In the morning, take the dough out of the refrigerator and allow to sit at room temperature for about 15 minutes. On a lightly-floured surface, gently roll or press dough loaf out into a rectangle shape (about the size of an 11 x 15″ jelly roll pan). Making these are similar to making cinnamon rolls: spread a light coating of Ranch dressing all over the dough (just as you would spread the butter for cinnamon rolls), then sprinkle the chopped ham over the dressing and then sprinkle the Parmesan cheese over everything. Sprinkle with salt and pepper to taste, if desired. You can add garlic salt, too.
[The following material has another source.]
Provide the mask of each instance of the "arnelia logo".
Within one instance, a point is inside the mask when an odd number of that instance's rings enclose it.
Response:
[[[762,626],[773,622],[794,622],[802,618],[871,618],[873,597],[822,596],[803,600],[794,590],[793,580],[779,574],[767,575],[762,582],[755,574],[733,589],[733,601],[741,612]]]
Starting with the long side, roll up dough and toppings jelly roll–style (Elizabeth rolls hers about 2 1/2 times). Then pinch to seal the edges all along the length of roll. Slice into 1-inch slices. Place rolls, cut side down, in your 9 x 13” glass baking dish that has been sprayed with non-stick spray. Cover with a towel and let rolls rise for about 30 minutes. Then bake at 350 degrees for 15 to 17 minutes or until lightly browned. Makes about 15 to 16 rolls.
Elizabeth adds, “It’s so easy to just go ahead and do two loaves at the same time. Roll both rolls out, then spread Ranch dressing on both, etc. Same amount of work for double the rolls!”
Thanks, Elizabeth and Brian, for sharing this yummy recipe!